For others, like you mom, positive comments apparently upset her.  It doesn't mean your mom is right and I am wrong, or vice versa, just that people are different.  To let someone "have it" when they are trying to be supportive and are likely saying what they would want to hear if the positions were reversed seems counterproductive.  To gently explain what you need instead would make sense, depending on the relationship.

I agree that everyone manages hard situations in different ways.  I would like to point out though, that you really can't say how you'd be until you go through it yourself (this is true for anything).  I too, like to look at the bright side of things and be positive.  And like I said before, normally people pointing out the good things makes me feel better.  But, take into account that you (general) are speaking to someone who probably isn't their normal, rational self.  Post partum, I was emotional, irrational, and illogical.  And I haven't talked to a single mother who has had a baby in the NICU that wasn't the same way.  Sure, there may be someone there that would love to hear the "at least the baby isn't really sick" comment, but I would err on the side of the majority and think that it probably wouldn't be helpful.

And I think telling a mother in this kind of mental state of heartache and stress not to take it personally, won't help at the time.  Logically, she probably already knows this, but emotionally she may not be able to get herself there. 

In a situation where I'm trying to comfort someone who is going through this, I would likely focus on what the mom is feeling and try to be understanding that she is going through something rough...even if things are guaranteed to get better. And I would do this until I know, for a fact, that she wants me say the "well, at least you don't have it as bad as those whose kids are really sick" statements.
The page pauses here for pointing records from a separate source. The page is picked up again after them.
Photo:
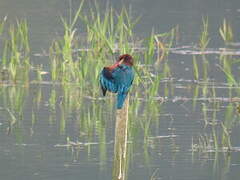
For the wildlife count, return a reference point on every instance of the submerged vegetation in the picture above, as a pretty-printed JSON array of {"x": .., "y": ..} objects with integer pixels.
[{"x": 75, "y": 62}]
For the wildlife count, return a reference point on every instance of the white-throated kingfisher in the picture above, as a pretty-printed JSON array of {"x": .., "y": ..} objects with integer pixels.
[{"x": 118, "y": 78}]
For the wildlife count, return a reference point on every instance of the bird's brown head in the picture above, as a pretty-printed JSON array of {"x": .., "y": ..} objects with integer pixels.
[{"x": 125, "y": 59}]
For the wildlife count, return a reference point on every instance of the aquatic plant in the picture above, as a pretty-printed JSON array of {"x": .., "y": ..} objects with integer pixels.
[
  {"x": 226, "y": 32},
  {"x": 204, "y": 37}
]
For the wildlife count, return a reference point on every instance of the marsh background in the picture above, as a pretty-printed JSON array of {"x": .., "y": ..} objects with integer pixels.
[{"x": 183, "y": 114}]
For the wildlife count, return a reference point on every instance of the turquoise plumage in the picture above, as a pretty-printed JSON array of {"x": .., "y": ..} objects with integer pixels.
[{"x": 118, "y": 78}]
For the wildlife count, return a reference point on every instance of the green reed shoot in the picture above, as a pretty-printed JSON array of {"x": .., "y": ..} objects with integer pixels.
[
  {"x": 204, "y": 38},
  {"x": 15, "y": 54},
  {"x": 226, "y": 31},
  {"x": 195, "y": 68}
]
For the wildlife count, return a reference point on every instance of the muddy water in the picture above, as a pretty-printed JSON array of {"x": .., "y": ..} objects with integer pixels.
[{"x": 48, "y": 132}]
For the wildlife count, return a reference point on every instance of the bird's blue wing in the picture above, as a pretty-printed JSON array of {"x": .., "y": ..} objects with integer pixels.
[
  {"x": 107, "y": 81},
  {"x": 123, "y": 77}
]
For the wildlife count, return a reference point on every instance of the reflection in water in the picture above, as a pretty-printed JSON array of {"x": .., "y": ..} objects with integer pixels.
[{"x": 120, "y": 146}]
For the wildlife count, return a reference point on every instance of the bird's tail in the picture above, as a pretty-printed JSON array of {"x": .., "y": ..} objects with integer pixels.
[{"x": 120, "y": 99}]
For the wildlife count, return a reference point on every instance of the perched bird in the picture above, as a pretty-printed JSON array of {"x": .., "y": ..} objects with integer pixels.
[{"x": 118, "y": 78}]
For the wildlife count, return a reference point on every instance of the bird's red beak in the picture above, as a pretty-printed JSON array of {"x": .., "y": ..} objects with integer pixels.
[{"x": 116, "y": 64}]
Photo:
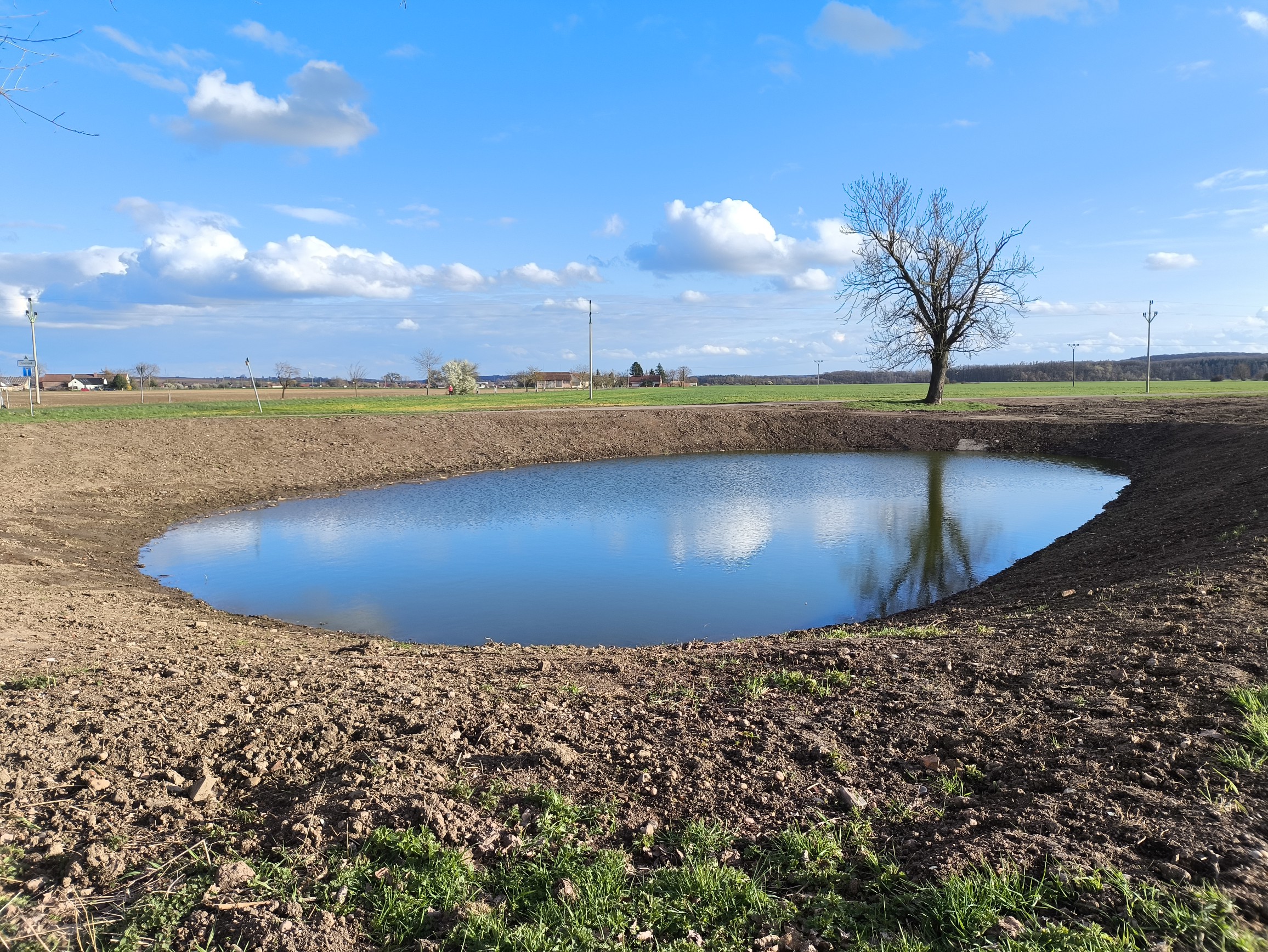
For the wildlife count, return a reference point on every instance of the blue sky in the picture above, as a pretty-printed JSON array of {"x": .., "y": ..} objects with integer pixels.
[{"x": 321, "y": 184}]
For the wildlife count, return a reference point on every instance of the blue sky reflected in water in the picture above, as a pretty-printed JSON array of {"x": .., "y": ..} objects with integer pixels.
[{"x": 633, "y": 552}]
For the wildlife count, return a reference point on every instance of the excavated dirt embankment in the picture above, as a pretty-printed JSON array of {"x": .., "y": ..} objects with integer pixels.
[{"x": 1086, "y": 726}]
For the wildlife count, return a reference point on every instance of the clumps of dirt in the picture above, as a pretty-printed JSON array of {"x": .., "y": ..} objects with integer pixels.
[{"x": 1074, "y": 710}]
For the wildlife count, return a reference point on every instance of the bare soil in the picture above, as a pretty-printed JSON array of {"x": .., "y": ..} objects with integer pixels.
[{"x": 1086, "y": 686}]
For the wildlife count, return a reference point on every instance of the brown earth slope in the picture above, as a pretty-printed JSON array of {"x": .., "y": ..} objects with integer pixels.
[{"x": 1079, "y": 696}]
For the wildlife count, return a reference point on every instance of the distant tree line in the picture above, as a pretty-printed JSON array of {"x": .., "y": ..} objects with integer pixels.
[{"x": 1179, "y": 367}]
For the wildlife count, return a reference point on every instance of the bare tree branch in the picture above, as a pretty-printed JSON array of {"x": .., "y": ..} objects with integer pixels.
[
  {"x": 17, "y": 56},
  {"x": 930, "y": 282}
]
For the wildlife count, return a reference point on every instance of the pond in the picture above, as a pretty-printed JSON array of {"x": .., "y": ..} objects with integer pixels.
[{"x": 639, "y": 551}]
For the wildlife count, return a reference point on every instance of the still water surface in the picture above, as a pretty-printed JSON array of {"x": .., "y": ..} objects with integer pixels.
[{"x": 636, "y": 552}]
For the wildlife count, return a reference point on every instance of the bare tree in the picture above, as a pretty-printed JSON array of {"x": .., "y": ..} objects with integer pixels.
[
  {"x": 287, "y": 375},
  {"x": 145, "y": 372},
  {"x": 22, "y": 51},
  {"x": 428, "y": 363},
  {"x": 930, "y": 281},
  {"x": 356, "y": 376}
]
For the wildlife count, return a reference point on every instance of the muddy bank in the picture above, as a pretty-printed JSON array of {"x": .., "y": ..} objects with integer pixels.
[{"x": 1072, "y": 709}]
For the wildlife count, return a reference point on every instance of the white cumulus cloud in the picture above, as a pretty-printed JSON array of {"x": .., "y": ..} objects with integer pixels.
[
  {"x": 320, "y": 216},
  {"x": 322, "y": 111},
  {"x": 1051, "y": 307},
  {"x": 733, "y": 237},
  {"x": 188, "y": 254},
  {"x": 1236, "y": 179},
  {"x": 457, "y": 277},
  {"x": 572, "y": 273},
  {"x": 1169, "y": 262},
  {"x": 1002, "y": 13},
  {"x": 858, "y": 29},
  {"x": 567, "y": 304},
  {"x": 1257, "y": 21},
  {"x": 269, "y": 39},
  {"x": 25, "y": 275}
]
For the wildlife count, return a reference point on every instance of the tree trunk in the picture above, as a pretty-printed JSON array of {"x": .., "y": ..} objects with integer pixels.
[{"x": 937, "y": 377}]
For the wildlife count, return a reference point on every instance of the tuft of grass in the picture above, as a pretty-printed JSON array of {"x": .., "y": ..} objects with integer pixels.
[
  {"x": 794, "y": 682},
  {"x": 1253, "y": 704},
  {"x": 911, "y": 632},
  {"x": 152, "y": 923},
  {"x": 1250, "y": 700},
  {"x": 916, "y": 632},
  {"x": 1241, "y": 758},
  {"x": 572, "y": 888},
  {"x": 953, "y": 785}
]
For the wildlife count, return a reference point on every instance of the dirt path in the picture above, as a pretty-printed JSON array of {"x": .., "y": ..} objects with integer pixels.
[{"x": 1015, "y": 722}]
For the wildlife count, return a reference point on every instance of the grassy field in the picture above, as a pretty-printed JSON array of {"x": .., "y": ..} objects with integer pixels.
[{"x": 884, "y": 397}]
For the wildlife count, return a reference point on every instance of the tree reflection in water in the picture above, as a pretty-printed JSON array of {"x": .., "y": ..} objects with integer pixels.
[{"x": 930, "y": 554}]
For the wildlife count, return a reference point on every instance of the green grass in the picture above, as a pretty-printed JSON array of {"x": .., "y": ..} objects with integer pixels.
[
  {"x": 794, "y": 682},
  {"x": 31, "y": 682},
  {"x": 881, "y": 397},
  {"x": 572, "y": 886},
  {"x": 917, "y": 632},
  {"x": 1252, "y": 753}
]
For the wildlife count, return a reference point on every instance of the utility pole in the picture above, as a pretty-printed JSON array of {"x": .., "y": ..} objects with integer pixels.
[
  {"x": 32, "y": 316},
  {"x": 1149, "y": 339},
  {"x": 253, "y": 387}
]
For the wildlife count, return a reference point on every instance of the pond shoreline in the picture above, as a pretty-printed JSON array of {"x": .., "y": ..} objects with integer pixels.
[{"x": 1087, "y": 682}]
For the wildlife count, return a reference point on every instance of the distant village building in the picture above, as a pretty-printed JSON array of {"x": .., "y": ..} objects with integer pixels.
[
  {"x": 74, "y": 382},
  {"x": 556, "y": 382}
]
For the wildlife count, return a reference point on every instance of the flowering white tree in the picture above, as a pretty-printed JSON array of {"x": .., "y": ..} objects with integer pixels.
[{"x": 461, "y": 375}]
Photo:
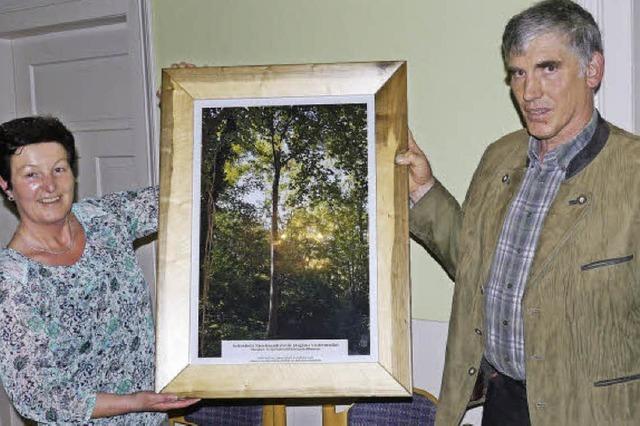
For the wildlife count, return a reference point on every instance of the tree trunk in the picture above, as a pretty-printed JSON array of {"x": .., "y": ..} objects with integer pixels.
[{"x": 274, "y": 299}]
I think Turtledove's point is that this approach won't be comforting to everyone in the situation.  I've been there. DS was born 5 weeks early and was in NICU. In the begining his chances of surviving were remote. My emotional state would have been much worse if the people around me had been trying to assuage my feelings. Instead I needed assurances that DS would get better, that there would be no lasting damage, and that his situation would, in the end, make us all stronger.  Fortunately, I got what I needed. ..mostly.

My point is that everyone handles stress differently and what is reassuring to me might be insensitive to you. Since we can't really know where someone else is coming from, it's best to take their efforts at comfort in the best possible light.
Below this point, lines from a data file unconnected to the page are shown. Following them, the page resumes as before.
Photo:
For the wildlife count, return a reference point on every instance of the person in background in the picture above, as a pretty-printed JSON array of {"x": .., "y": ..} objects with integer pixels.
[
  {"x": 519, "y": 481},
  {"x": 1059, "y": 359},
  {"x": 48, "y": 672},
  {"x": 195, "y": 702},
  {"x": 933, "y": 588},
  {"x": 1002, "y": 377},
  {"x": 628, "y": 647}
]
What you are describing is a very different scenario than, I think, the one we are debating.  Your baby was sick.   I can't even imagine what I would say to a mother who was feeling the stress of wondering if her baby would survive.  In that case, I actually have no idea if it's better to throw out "everything will be ok" or focus on the parents' stress.

I'm talking about the situation in the OP, and the situation  I was in with my own baby in the NICU after she was born 5 1/2 weeks early...and that is, having someone tell me "at least she's not sick" and "you can bring her home soon enough" were not helpful.  And since I was in the part of the NICU with other babies in similar situations to my DD (i.e. there to gain weight, get jaundice treatment, or for a mandatory stay because of prematurity and not actually in a life threatening situation), my experience is that most mothers felt as I did.  Extreme stress and sadness over not getting to bring baby home and the feeling of separation from the child.  All of us would have appreciated "how are you doing?" and "this must be so hard to leave your baby in the hospital" over having our feelings minimized.
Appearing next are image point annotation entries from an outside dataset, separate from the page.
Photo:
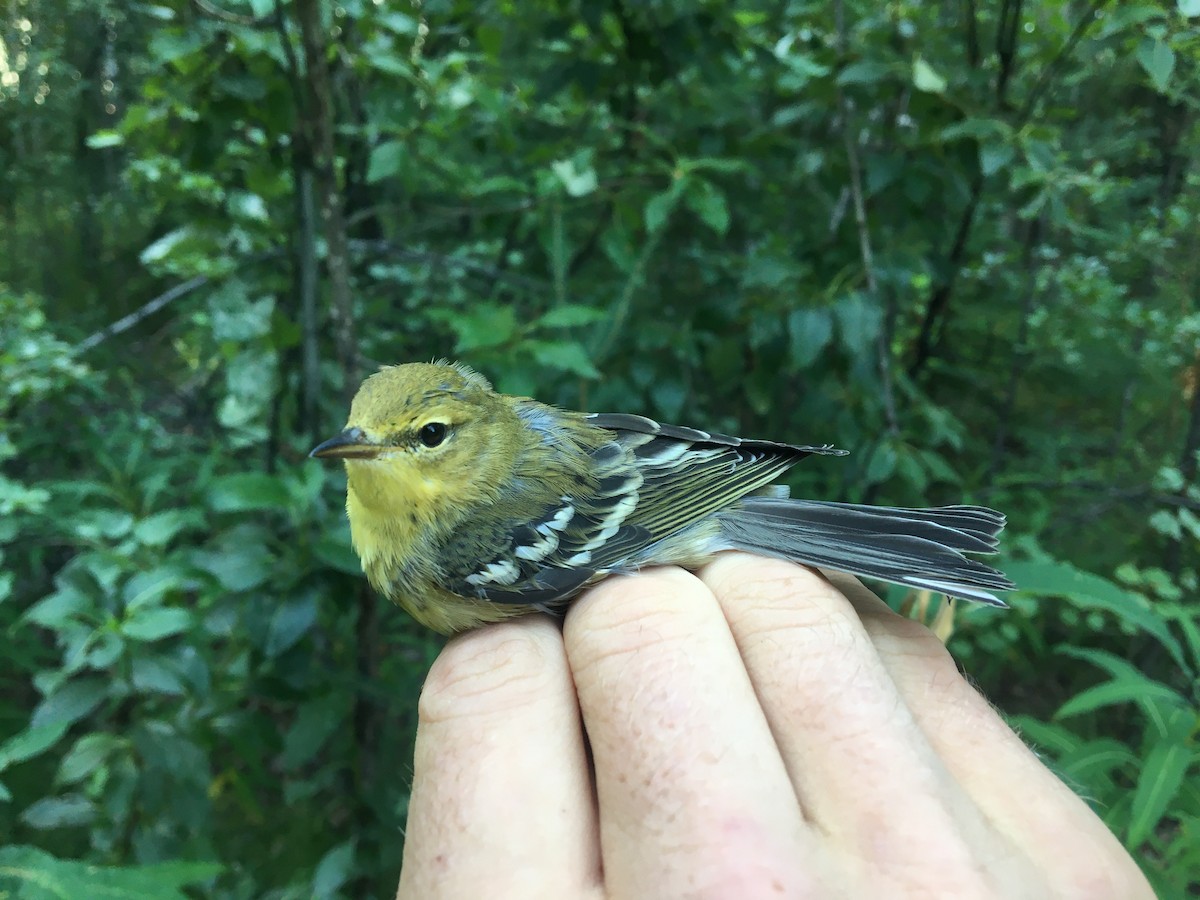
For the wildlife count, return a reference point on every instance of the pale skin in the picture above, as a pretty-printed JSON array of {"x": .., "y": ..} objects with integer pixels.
[{"x": 755, "y": 731}]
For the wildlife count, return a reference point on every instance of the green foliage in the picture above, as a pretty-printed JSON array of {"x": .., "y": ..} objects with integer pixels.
[{"x": 964, "y": 252}]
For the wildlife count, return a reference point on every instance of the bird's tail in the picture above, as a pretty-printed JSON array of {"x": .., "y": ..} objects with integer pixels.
[{"x": 915, "y": 547}]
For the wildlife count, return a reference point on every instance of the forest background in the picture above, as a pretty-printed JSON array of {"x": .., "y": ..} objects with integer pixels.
[{"x": 958, "y": 238}]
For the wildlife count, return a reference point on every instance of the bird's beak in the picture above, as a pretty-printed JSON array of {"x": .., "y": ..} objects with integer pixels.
[{"x": 349, "y": 444}]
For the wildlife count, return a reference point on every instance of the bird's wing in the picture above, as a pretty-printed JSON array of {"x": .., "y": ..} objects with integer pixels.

My point is simple.  Of course people react to things differently, but I have never met someone who got offended at a "how are you doing?" question.  Maybe she says "I'm a mess, I just need someone to tell me it's going to be ok" or maybe she says "I'm a mess, rationally, I know everything is fine, but I miss my baby so much, I feel so alone and empty."  Then take your cues from her.  Jumping in with positives does sort of sound like you're (general) minimizing her feelings.  She doesn't have to have a sick baby to feel upset about being in the NICU.
[/quote]

You've totally missed my point, which is that when well meaning people are sincerely offering they're best efforts at comfort, it's best to accept their words in the way they are meant. It doesn't matter how sick the baby is.
Title: Re: It's not like your baby is really sick...
Post by: MariaE on January 18, 2013, 05:37:38 PM
It most of all sounds like you're talking at cross-purposes. Judah, Turtledove etc. are arguing how the mother should act (i.e. assume the speakers mean well), whereas DottyG, bah12, etc. are arguing how the speakers should act. The two aren't mutually exclusive. In fact, I agree with both sides :D
Title: Re: It's not like your baby is really sick...
Post by: DottyG on January 18, 2013, 06:01:43 PM
Quote
Ah, see this is my confusion. Your last paragraph is the one that says "And that's my point.  In my opinion, it's not "just as easy."  Because the two ways create a different result and going to the other doesn't work the same way".

See the requote in Reply #37 (what is being referred to as "my last paragraph").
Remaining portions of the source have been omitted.